Binance, the leading crypto exchange, is facing further regulatory challenges as it continues its exit from European countries.
In the latest development, Binance has reportedly withdrawn its license application in Austria, adding to the list of nations where the exchange has faced regulatory hurdles.
The move comes in the wake of Binance’s recent exit from the Netherlands and the folding of its unit in Cyprus.
Alongside its European troubles, Binance is also dealing with regulatory issues in the United States, Canada, and Australia. Let’s delve into the details of Binance’s ongoing regulatory woes.
According to a report by Finance FWD, Binance withdrew its license application from Austria some time ago. The exchange has remained tight-lipped about the specifics of the withdrawal, declining to provide further details.
Binance’s focus in Europe is now centered on ensuring compliance with the requirements of the upcoming Markets in Crypto Assets (MiCA) regulations, set to be implemented by the end of next year.

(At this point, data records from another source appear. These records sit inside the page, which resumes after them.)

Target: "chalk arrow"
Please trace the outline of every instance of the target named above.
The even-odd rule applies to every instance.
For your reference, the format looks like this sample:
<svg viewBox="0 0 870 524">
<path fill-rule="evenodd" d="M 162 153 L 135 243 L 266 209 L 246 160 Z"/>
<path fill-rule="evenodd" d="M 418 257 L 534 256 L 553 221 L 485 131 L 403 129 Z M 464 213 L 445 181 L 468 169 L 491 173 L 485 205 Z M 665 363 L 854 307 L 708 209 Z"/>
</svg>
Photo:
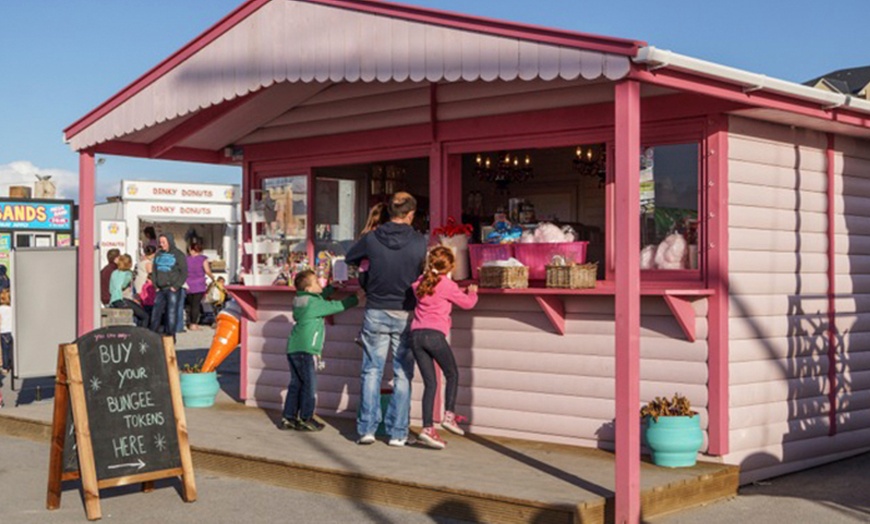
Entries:
<svg viewBox="0 0 870 524">
<path fill-rule="evenodd" d="M 118 468 L 136 468 L 142 469 L 145 467 L 145 463 L 142 462 L 142 459 L 139 459 L 138 462 L 130 462 L 128 464 L 112 464 L 109 466 L 109 469 L 118 469 Z"/>
</svg>

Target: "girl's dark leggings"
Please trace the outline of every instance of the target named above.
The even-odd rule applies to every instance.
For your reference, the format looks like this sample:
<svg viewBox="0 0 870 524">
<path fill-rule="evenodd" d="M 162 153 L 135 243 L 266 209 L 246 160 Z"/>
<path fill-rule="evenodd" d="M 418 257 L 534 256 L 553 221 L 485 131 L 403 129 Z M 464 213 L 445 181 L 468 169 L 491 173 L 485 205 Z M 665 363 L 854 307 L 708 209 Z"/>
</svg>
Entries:
<svg viewBox="0 0 870 524">
<path fill-rule="evenodd" d="M 432 410 L 435 405 L 435 362 L 444 373 L 444 409 L 455 411 L 456 391 L 459 389 L 459 370 L 453 350 L 447 343 L 444 333 L 434 329 L 411 331 L 411 349 L 423 377 L 423 427 L 432 426 Z"/>
</svg>

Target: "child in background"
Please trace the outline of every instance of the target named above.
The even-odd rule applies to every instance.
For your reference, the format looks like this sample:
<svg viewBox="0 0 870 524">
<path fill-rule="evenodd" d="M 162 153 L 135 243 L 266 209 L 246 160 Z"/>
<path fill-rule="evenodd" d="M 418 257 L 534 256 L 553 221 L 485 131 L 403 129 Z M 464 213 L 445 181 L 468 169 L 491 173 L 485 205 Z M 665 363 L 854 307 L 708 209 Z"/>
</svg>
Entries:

The withdrawal from Austria follows Binance’s recent departure from the Netherlands, where the exchange failed to secure a license.
Additionally, Binance’s unit in Cyprus also folded recently. These exits are part of a broader trend of Binance facing regulatory challenges and exiting various European countries, impacting its presence and operations in the region.
Binance’s regulatory challenges extend beyond Europe. In the United States, Binance and its CEO Changpeng ‘CZ’ Zhao faced a lawsuit filed by the Securities and Exchange Commission (SEC) alleging the sale of unregistered securities and commingling of customer funds.
Binance vehemently denied mishandling user funds and deemed the SEC suit unjustified. Binance also closed down its Canadian operations in May due to regulatory restrictions on stablecoin use.
In Australia, the Australian Securities and Investments Commission (ASIC) revoked Binance Australia’s derivatives license in April, and the exchange suspended select Australian dollar deposits for PayID transfers.